Nus, embobinés

Cet article est consacré à l’érosion du pouvoir et du savoir citoyens dans des sociétés qui se sont construites sur un modèle englobant, oubliant la solidarité entre les individus, les peuples, les générations. Il traite d’Internet qui est un fait de civilisation ayant le pouvoir de rapprocher les gens, de les informer, de distribuer les savoirs. Un potentiel inouï des ordinateurs, potentiel qui se multiplie par deux tous les deux ans à peu près, sans beaucoup changer les prix.

Mais Internet peut aussi penser à notre place. La puissance informationnelle nous a pris en revers : nous sommes observés : nous demandions des informations, nous voici à notre insu, donneurs d’informations … à vendre. Et ces infos nous reviennent car elles dessinent, définissent un type de consommateur qui sera ciblé par plus d’infos encore, emprisonnantes.

Dans un prochain article, nous évoquerons une manière de gérer les relations au sein de l’Etat, des administrations, de l’Université. C’est la « nouvelle gestion publique » (new public management) copiée sur les grandes entreprises américaines au sortir de la dernière guerre. On en constate les dégâts au sein des personnes ramenées à leur seule ressource humaine, capital à développer, au service de l’entreprise, de l’administration, …

« Nus », comme le suggère le titre de ce premier livre que nous analysons brièvement1.

Nus face à la complexité d’un monde qui se gère par une surveillance tous azimuts (mais qui nous surveille?), par des technologies voire des objets qui réfléchiront à notre place, trouveront des solutions à toutes nos questions, identifieront les futurs terroristes, nous conseilleront dans nos lectures, remplaceront les infirmières par des robots, …

« Embobinés » dès l’école, dite « avec écran » ou « école numérique ». Un autre livre2 en analyse les possibles dérives.
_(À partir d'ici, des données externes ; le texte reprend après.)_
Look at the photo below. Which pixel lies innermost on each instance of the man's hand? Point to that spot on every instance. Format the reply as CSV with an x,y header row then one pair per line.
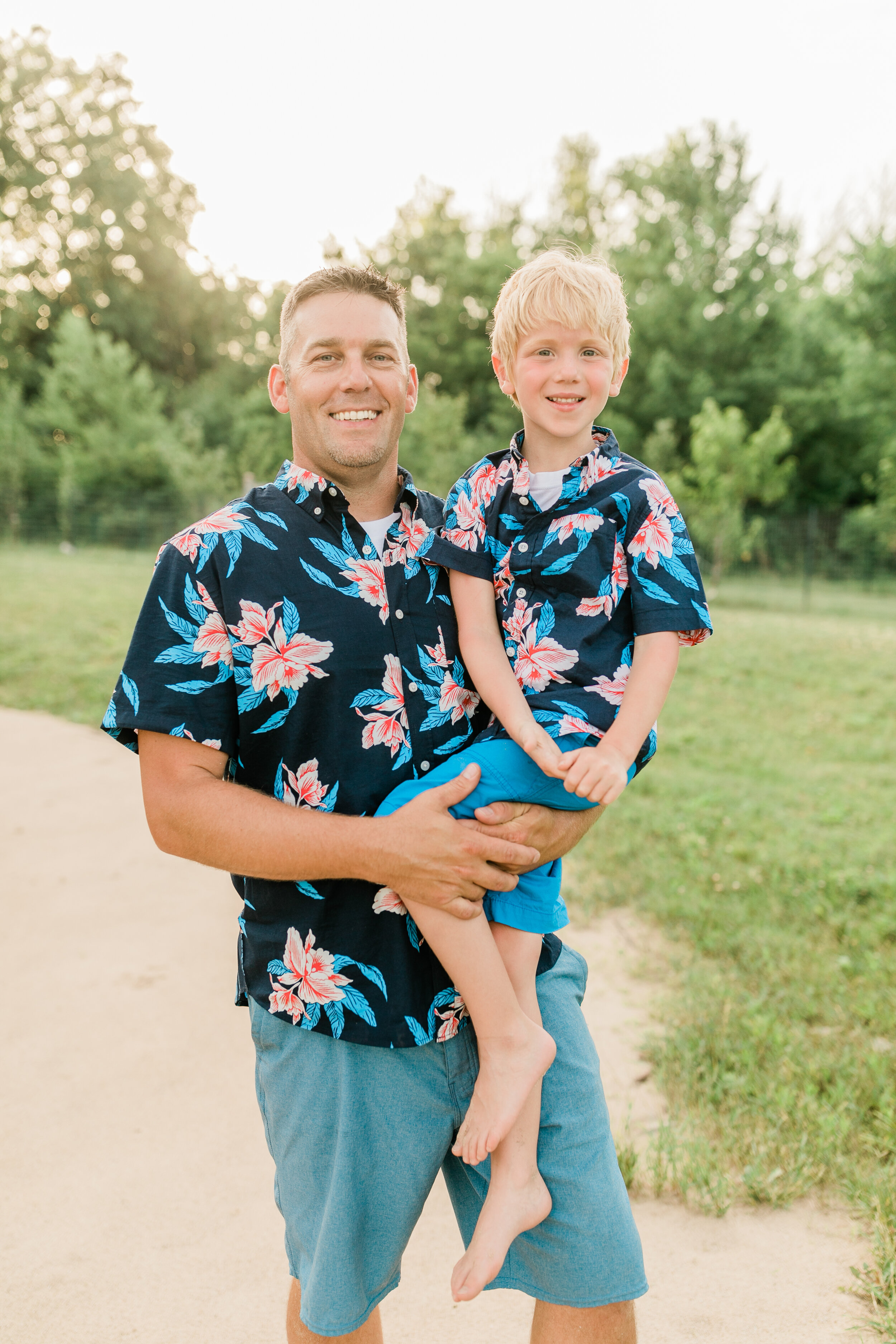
x,y
424,854
553,834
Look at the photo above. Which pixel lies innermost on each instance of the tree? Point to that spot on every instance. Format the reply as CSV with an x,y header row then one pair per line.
x,y
729,471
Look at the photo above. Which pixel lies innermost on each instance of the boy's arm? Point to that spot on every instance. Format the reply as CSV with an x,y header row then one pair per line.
x,y
601,773
487,662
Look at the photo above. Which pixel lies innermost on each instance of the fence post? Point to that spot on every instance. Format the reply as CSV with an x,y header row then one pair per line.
x,y
809,553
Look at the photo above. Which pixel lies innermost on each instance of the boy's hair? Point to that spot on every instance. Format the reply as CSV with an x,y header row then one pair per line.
x,y
339,280
567,288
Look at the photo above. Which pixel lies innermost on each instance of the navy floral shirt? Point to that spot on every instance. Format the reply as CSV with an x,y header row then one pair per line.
x,y
576,584
273,632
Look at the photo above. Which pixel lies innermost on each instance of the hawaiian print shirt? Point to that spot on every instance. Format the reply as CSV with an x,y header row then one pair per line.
x,y
576,585
276,634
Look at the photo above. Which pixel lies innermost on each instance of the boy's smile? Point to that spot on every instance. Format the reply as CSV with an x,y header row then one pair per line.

Il s’agit là, d’une prise de pouvoir par les multinationales s’imposant dans l’école. Aidées par une peur de ne pas être « up to date », en accord avec son temps, d’être « en retard ». Cependant : « les prophéties les plus enthousiastes sur l’efficacité, l’attention des élèves, la révolution pédagogique ont été finalement presque toujours démenties ». Les aspects écologiques, sanitaires, financiers, sociaux,.. méritent aussi un examen. La paresse, la solitude, voire les non-savoirs, les autres savoirs (comme nous disons souvent ) ont aussi leurs vertus.

Nus, bien embobinés, face à un pouvoir qui petit à petit tente de s’imposer aux Etats, de régir les esprits, de fabriquer les citoyens de demain en s’attaquant à l’école des enfants.

Michel Ansay

15/11/16

Documents à télécharger

Nus (d’après le livre « L’homme nu , la dictature invisible du numérique », Marc Dugain et Christophe Labbé, 2016, 197p.)

Embobinés (d’après le livre « Le désastre de l’école numérique », P. Bihouix et M. Mauvilly, Editions du Seuil ,Paris, 2016, 230 p.)

NOTES

1 « L’homme nu, la dictature invisible du numérique », Marc Dugain et Christophe Labbé,Plon, 2016,197p. Lettre 58.1.

2 « Le désastre de l’école numérique, Plaidoyer pour une école sans écrans »,Philippe Bihouix, Karine Mauvilly, Seuil, 2016,230p.Lettre 58.2.